Switching to anonymous platform means the server has to relearn how long it takes to complete tasks for the application. It also happens when switching to a new application like the change from SETI@home v7 to SETI@home v8.
After about 10-11 completed tasks you will see the estimated time for newly received tasks will be lower and lower until it is accurate.

I would guess the 5 and 2 hour tasks are probably VHAR tasks or the the 14 hour ones are VLAR tasks.


Yup, you are right, after 12 hours or so the estimated times dropped down to the normal 2.5 hrs I used to see. good to understand that now - tahnks
4) Message boards : Number crunching : Need help - Seti v8 MB units running forever (Message 1769634)
Posted 5 Mar 2016 by Profile Eric B
I think this looks just like the good old stuck in benchmarks bug.

Eric, could you unhide your hosts or give a link to this one. It would be nice to see the stderr from more tasks.


I just unhid them, the troubled machine is erb1 the others seem fine
5) Message boards : Number crunching : Need help - Seti v8 MB units running forever (Message 1769633)
Posted 5 Mar 2016 by Profile Eric B
SETI@home preferences | Should SETI@home show your computers on its web site?

Got it! Thanks! they are visible now.
6) Message boards : Number crunching : Need help - Seti v8 MB units running forever (Message 1769632)
Posted 5 Mar 2016 by Profile Eric B
I tried an experiment this afternoon and installed the Lunatics V8 MB executable just to see if that was going to have the same issue - and so far it hasn't.
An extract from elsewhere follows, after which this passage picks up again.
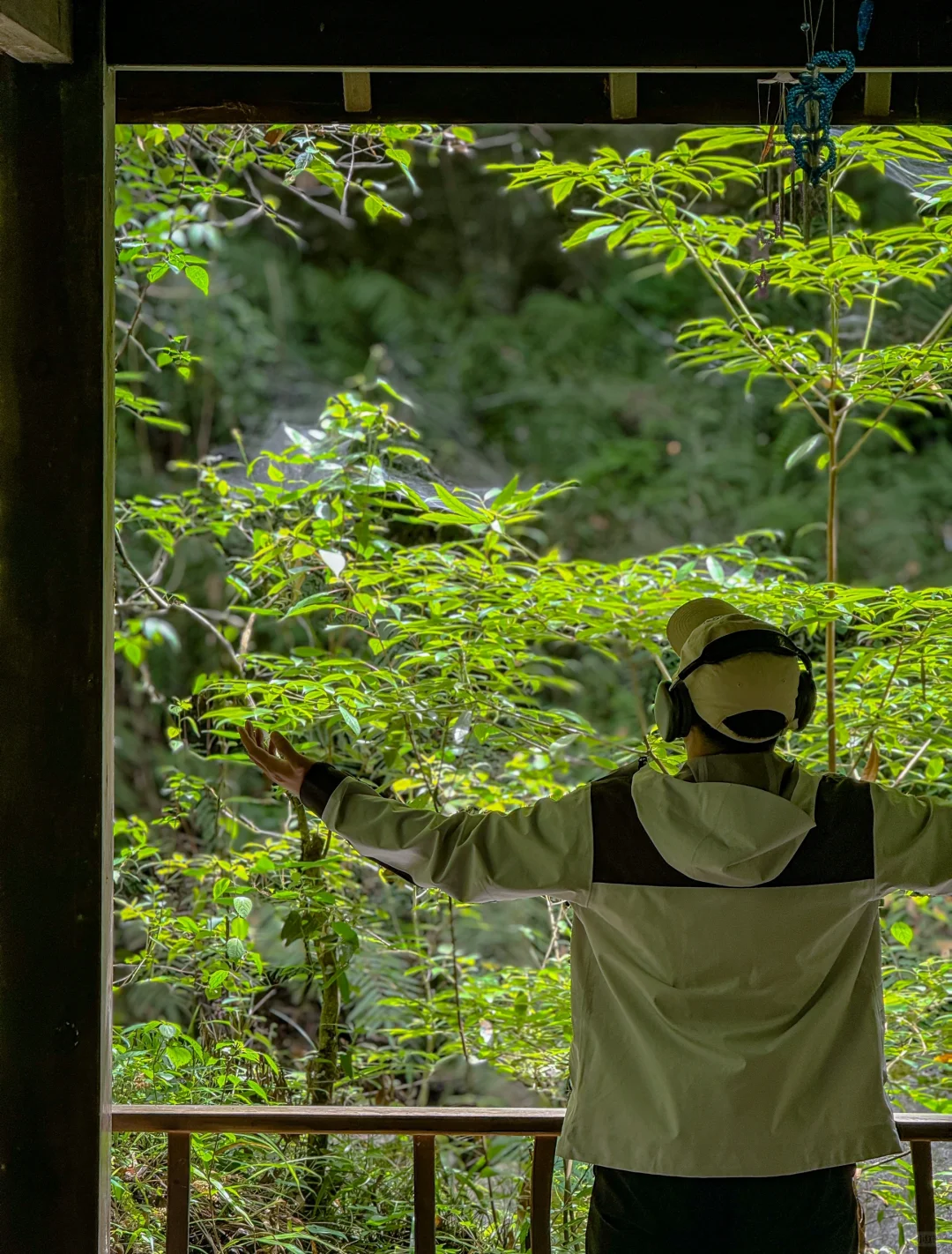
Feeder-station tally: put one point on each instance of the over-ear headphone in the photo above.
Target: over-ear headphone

Of course its going to take several days to see this is really working but it looks promising after 6 hours or so on lunatics. One thing i do notice with lunatics tho and maybe its nothing but the estimated total time per work unit seems high most are 5 hours plus and some are 14 and a few are around 2 hours.
7) Message boards : Number crunching : Need help - Seti v8 MB units running forever (Message 1769629)
Posted 5 Mar 2016 by Profile Eric B
I think this looks just like the good old stuck in benchmarks bug.
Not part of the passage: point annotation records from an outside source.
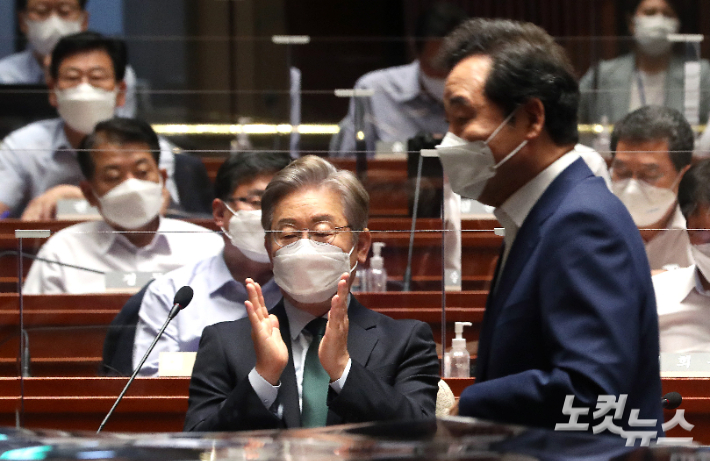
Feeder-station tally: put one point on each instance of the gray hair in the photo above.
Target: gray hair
(312, 171)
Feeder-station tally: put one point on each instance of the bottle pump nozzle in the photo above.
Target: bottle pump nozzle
(377, 261)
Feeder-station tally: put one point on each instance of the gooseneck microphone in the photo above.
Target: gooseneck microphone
(180, 301)
(671, 400)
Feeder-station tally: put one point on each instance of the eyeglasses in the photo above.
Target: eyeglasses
(98, 77)
(323, 232)
(651, 175)
(251, 200)
(65, 10)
Eric, could you unhide your hosts or give a link to this one. It would be nice to see the stderr from more tasks.

Ok, maybe I'm dense but for the life of me I cant find the place where you allow others to view your computers/tasks, is it under account? I've seen it before (a long time past) but cant find it now
8) Message boards : Number crunching : Need help - Seti v8 MB units running forever (Message 1769563)
Posted 4 Mar 2016 by Profile Eric B
setiathome_8.00_x86_64-pc-linux-gnu is the main program and needs to be executable, but at 98 bytes, that can't be the real file, just a symlink. Let's assume the real file is executing properly, else nothing at all would be written to stderr.txt

I don't recognise boinc_setiathome_8, and at 266080 bytes it should be significant. Anyone?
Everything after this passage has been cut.